3. Следующий банальный тезис — человек есть самое уязвимое звено любой машины, и в том числе военной машины. В развитии хакерских технологий в какой-то момент произошёл интересный поворот: оказалось, что гораздо проще и дешевле вместо того, чтобы ломать сложные системы защиты, попросту выяснить все необходимые явки-пароли у их носителя — сейчас это называется human hacking. Аналогичным образом вместо того, чтобы уничтожать боевую технику, гораздо проще и дешевле сделать небоеспособным того, кто ею управляет. Как именно — насыпать пургена ему в суп или промыть ему мозги таким образом, чтобы его вдруг обуял толстовский пацифизм — это уже дело техники, главное правильно поставить задачу.
4. Если мы посмотрим на современного цивилизованного человека как на боевую единицу, то мы поймём, что его относительная боеспособность в сравнении с людьми прошлого невелика. У него слабое здоровье, он чувствителен бытовому комфорту, плохо переносит боль и тем более увечья, наконец, он крайне нестабилен эмоционально и весьма зависим от "информационного фона". И вдобавок ему вообще совершенно не за что умирать — его жизнь для него ценнее любых, каких угодно общественных абстракций родового, религиозного или идеологического характера. Превосходство (в т.ч. военное) более развитых стран и культур над отсталыми держится на технологиях и способности их применять, а не на качестве "человеческого материала". Но как только существующего пакета технологий оказывается недостаточно, случается Афганистан-2021.
5. Драма любой цивилизации, начиная с античного Рима: технологии прогрессируют, но сами люди "внутри" всё хуже как воины и как участники войны, даже в «гражданском» статусе. Выходом из положения каждый раз оказывается дикарь, превращённый в наёмника для охраны и продвижения лимесов, но рано или поздно эти вооружённые современными средствами войны дикари рушат империю извне либо изнутри. У них есть то, чего нет у жителей имперского ядра — презрение к смерти, своей и чужой.
6. Много говорят о каких-то новых, современных технологиях информационно-психологической борьбы. Но есть одна очень и очень старая — террор. Чаще всего к нему прибегает именно та сторона, которая слабее на поле боя — так сказать, в порядке компенсации. Мы это видели на примере Чечни уже на нашей памяти, а американцы... ну, понятно. Логика террора — удар по тылу, его функция — сеять страх среди находящихся там мирных обывателей, а дальше дело рупоров пропаганды — объяснять им, что их власть и военное руководство виновны в том, что им теперь страшно.
7. Не хочу показаться Кассандрой, но в ближайшее время нас ждёт резкий рост уже не диверсионных, а напрямую террористических действий со стороны противника. И каждый новый такой удар будет сопровождаться одним и тем же рефреном: вы же не протестовали против СВО? — получайте. Именно туда сейчас ведёт колея — идея запрета виз для всех русских, без разделения на "хороших" и "плохих", "мирных" и "немирных" это первый шаг. Дальше — Норд-Ост, Беслан, Каширка. Двадцать лет назад мы показали довольно высокий уровень способности с этим справиться, но с тех пор прошло два десятка мирных лет.
В комментах к предыдущему посту про терроризм спрашивают — а делать-то что?

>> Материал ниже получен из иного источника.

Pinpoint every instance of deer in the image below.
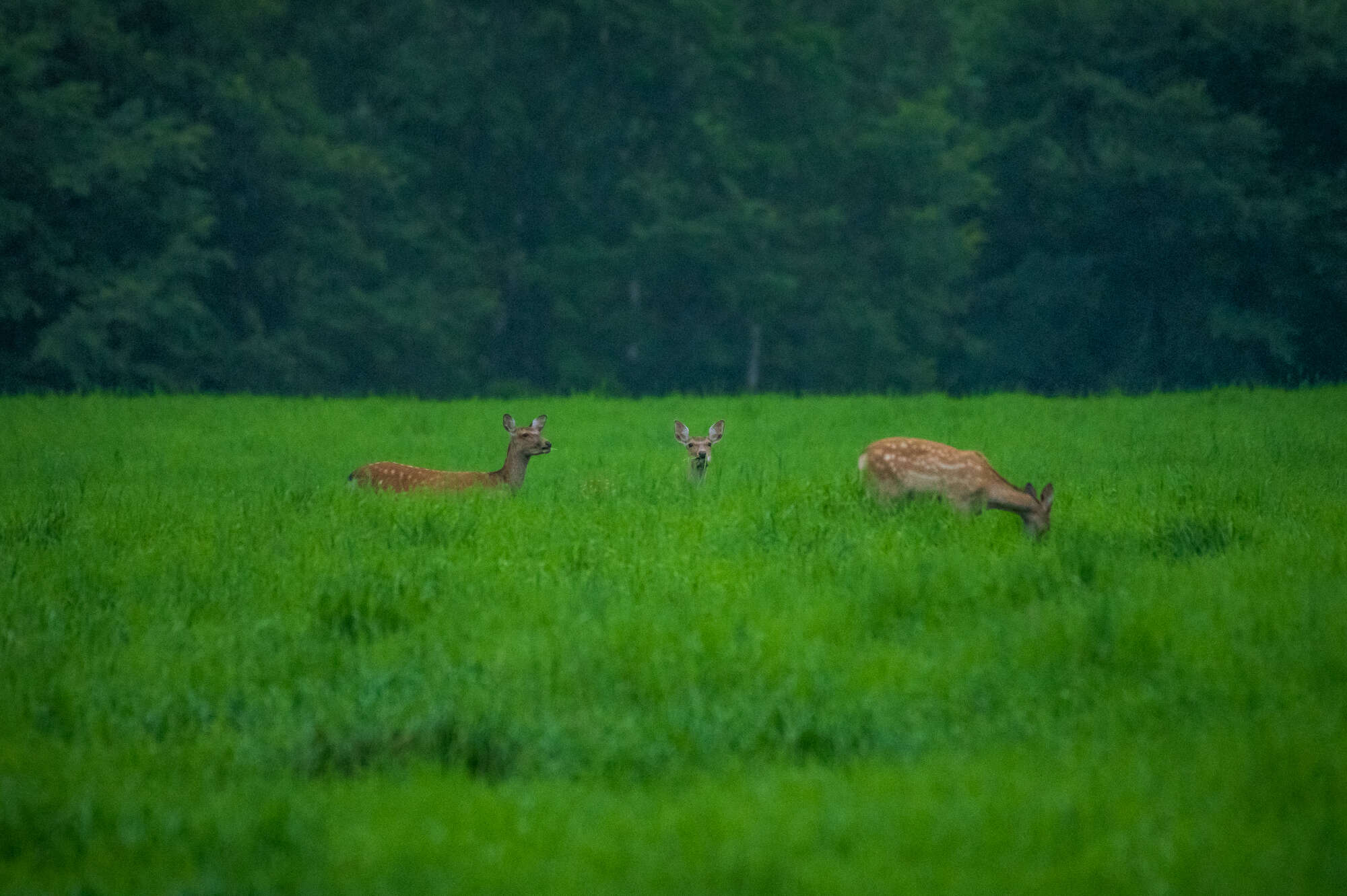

Я не являюсь специалистом в "прикладном" антитерроре. Но вот в информационном — кое-что понимаю. В начале нулевых я тренировал аналитиков именно на терактах, которые тогда были нередки: сажал их на ленты и показывал, как работает инфопоток. В том числе, кстати, и в Чечне, где я тоже поработал по этому профилю в своё время.

В связи с этим — немного теории; самопальной, естественно, из обобщения тогдашнего опыта.

Первое. Основной механизм "публичного" теракта — это мегафон боли. Непосредственно в ситуации оказываются десятки, сотни, в крайнем случае тысячи; но задача медиатеррора крайне быстро сделать так, чтобы миллионы и миллионы почувствовали себя в небезопасности, тоже в каком-то смысле ощутили себя его жертвами. Для этого террористу требуется максимальная медийность — и первое, что обычно начинают выторговывать захватившие заложников это доступ к телекамерам. Существующие средства коммуникации работают как опиатный рецептор в нервной системе: посылают сигнал боли, который вирусно ретранслируется и заглушает все прочие сигналы, переключая фокус внимания на себя.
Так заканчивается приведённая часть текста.